Les administrateurs le savent, le rôle du conseil d’administration d’une société anonyme ne se limite pas à celui d’un organe de contrôle de la gestion des dirigeants. Certes, le conseil d’administration a avant tout un rôle stratégique de détermination des orientations de l’activité et il ne dispose pas des pouvoirs les plus étendus pour agir en toute circonstance au nom de la société, ceux-ci revenant au directeur général. Pour autant, il peut se saisir de toute question intéressant la bonne marche de la société et régler par ses délibérations les affaires qui la concernent. Il conserve ainsi un pouvoir fort d’intervention dans les affaires sociales.
Les normes de gouvernance invitent d’ailleurs le conseil et chacun de ses membres individuellement à exercer avec diligence leurs prérogatives, en agissant dans toute l’étendue des pouvoirs qui sont les leurs. La sévérité accrue des décisions en matière de responsabilité des administrateurs y concourt.
Pour autant, le conseil d’administration doit respecter le principe de répartition légale des pouvoirs entre les organes sociaux et veiller à ne pas se substituer au directeur général.

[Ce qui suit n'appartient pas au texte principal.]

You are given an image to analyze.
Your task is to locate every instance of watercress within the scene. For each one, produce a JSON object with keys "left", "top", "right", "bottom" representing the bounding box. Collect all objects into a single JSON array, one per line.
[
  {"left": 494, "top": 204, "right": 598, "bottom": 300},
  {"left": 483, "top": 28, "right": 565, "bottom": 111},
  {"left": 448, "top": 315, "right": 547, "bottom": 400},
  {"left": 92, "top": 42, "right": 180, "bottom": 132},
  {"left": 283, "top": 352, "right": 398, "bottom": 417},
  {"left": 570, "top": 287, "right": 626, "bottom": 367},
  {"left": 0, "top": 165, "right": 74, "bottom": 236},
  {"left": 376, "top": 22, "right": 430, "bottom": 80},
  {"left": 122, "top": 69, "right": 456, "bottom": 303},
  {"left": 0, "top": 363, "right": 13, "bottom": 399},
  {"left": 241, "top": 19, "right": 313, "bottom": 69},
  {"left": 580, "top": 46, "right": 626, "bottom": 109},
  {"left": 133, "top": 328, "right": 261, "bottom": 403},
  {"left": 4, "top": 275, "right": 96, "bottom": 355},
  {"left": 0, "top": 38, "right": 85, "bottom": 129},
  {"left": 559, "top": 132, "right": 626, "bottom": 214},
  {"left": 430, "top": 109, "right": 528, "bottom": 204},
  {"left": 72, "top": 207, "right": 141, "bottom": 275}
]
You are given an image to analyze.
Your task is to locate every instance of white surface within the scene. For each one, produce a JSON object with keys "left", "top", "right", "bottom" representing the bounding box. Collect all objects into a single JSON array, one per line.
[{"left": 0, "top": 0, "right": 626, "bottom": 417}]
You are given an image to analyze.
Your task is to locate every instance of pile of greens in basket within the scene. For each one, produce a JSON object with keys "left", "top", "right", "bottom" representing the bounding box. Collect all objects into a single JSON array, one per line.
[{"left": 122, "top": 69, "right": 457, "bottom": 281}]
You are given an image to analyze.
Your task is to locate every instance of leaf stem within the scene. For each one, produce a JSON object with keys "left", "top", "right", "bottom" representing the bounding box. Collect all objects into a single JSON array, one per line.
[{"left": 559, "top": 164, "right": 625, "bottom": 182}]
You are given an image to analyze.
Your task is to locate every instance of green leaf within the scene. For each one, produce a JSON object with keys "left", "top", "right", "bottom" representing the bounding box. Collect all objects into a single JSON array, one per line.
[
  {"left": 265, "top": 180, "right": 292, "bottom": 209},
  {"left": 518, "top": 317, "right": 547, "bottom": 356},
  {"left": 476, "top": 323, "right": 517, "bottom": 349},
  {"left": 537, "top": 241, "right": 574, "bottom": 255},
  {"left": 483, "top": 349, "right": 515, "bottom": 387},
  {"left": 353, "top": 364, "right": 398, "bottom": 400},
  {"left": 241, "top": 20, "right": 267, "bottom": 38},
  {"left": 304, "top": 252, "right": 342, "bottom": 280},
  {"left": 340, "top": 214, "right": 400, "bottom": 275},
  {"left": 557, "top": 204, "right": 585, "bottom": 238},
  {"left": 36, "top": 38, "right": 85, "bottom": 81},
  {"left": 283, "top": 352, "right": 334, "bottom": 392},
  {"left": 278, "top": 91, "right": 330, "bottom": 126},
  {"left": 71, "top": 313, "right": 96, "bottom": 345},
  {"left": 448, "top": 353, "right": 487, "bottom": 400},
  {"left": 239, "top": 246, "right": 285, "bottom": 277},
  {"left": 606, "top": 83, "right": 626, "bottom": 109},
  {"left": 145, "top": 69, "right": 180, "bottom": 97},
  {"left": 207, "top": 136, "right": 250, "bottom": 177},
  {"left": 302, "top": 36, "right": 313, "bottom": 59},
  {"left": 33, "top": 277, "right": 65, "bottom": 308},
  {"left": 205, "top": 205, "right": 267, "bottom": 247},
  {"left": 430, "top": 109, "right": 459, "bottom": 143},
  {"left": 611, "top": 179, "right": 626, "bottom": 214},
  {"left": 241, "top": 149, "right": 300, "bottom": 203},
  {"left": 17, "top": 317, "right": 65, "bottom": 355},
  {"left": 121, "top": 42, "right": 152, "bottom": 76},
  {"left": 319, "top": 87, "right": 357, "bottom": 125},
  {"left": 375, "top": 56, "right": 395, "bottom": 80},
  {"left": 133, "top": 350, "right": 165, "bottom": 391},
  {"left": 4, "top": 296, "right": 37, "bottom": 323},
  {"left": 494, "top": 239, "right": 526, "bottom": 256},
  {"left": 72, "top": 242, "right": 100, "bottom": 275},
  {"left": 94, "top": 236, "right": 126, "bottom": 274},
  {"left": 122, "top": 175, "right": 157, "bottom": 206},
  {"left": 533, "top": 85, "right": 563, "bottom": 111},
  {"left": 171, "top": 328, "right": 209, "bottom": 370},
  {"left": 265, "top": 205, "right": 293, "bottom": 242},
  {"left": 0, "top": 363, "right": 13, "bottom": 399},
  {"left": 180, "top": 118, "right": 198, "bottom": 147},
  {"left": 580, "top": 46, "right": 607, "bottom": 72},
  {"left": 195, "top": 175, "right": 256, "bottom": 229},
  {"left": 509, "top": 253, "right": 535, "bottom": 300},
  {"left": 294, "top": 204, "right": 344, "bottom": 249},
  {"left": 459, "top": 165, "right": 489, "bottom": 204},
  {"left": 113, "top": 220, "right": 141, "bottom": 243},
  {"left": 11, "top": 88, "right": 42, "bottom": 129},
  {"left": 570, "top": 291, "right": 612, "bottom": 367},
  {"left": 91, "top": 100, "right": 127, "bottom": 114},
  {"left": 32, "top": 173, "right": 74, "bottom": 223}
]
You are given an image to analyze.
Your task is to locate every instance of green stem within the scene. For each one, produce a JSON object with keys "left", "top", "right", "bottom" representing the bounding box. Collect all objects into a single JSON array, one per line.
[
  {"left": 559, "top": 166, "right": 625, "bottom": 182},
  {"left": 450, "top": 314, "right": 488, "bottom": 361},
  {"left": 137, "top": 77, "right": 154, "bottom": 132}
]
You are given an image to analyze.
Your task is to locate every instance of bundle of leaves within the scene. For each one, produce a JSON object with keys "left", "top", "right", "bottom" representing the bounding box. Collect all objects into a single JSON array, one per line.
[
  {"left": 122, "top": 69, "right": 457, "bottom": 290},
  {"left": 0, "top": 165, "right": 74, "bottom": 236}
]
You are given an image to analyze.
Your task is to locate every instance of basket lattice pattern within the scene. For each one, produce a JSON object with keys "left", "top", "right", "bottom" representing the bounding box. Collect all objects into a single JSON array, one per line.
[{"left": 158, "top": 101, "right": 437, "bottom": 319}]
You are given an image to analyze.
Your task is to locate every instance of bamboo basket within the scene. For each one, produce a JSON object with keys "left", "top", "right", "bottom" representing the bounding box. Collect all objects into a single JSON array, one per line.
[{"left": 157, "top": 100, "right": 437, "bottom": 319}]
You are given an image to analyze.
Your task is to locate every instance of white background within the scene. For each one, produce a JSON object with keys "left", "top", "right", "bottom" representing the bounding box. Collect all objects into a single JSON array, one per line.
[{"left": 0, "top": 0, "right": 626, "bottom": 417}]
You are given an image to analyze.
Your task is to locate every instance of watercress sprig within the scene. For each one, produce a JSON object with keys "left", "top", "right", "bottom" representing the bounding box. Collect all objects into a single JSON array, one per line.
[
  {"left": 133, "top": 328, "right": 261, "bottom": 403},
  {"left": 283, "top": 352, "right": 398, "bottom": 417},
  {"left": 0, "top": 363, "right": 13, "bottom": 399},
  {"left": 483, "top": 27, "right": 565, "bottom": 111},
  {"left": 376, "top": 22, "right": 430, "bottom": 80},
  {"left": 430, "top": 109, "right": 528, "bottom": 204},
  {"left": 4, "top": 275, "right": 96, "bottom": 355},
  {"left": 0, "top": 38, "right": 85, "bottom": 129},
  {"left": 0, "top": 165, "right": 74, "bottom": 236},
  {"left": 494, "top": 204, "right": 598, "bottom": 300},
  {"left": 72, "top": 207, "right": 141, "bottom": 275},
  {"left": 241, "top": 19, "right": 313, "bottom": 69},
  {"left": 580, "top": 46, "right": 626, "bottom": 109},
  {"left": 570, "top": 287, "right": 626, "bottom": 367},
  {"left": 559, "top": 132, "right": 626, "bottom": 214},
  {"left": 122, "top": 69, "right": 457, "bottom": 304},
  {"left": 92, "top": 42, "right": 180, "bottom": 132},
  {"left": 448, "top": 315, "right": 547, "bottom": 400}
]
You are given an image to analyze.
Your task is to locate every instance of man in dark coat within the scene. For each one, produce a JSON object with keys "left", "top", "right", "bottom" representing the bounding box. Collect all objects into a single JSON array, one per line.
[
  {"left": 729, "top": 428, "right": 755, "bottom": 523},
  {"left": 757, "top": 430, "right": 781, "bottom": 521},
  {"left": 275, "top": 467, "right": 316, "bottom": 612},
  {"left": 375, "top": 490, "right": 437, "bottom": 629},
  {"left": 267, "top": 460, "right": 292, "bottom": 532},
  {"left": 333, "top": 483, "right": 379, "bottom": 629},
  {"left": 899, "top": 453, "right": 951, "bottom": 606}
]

Le risque vient d’en être récemment rappelé par la Cour de cassation, dans une affaire concernant une association mais transposable aux sociétés commerciales (Crim. 30 mars 2016). Dans cette affaire, la Cour a validé la condamnation d’une personne morale pour entrave à raison de la seule décision prise par son conseil d’administration. Pour ce faire, la Cour a entériné l’appréciation de la Cour d’appel qui, en raison des circonstances de faits de l’espèce, avait assimilé l’autorisation donnée par le conseil d’administration à un directeur général de procéder à la fermeture d’un site, à une décision définitive de fermeture de ce site, alors que le comité d’entreprise ne s’était pas encore prononcé.
Cette décision surprend le praticien, qui y voit une contradiction avec le pouvoir du directeur général d’engager la société. Certes, la décision est factuelle et consacre une condamnation intervenue sur intérêts civils exclusivement. Pour autant, et pour discutable qu’il soit, cet arrêt attire l’attention sur l’approche des juridictions répressives, en l’occurrence non pas un raisonnement en droit des sociétés, mais une appréciation factuelle du caractère réversible ou non de la décision prise par le conseil.
Cette décision est l’occasion de rappeler aux membres des conseils d’administration que, de façon vraisemblablement oubliée par les réformes successives du droit des sociétés, la loi dispose encore que dans ses rapports avec les tiers, la société est engagée par les actes du conseil d’administration (L. 225-35 al. 2 C.com.). Cette scorie et cette décision doivent être des facteurs de vigilance dans la gouvernance des entreprises, et inviter les administrateurs à veiller à ne pas transformer la direction générale en simple organe d’exécution de décisions prises en conseil d’administration.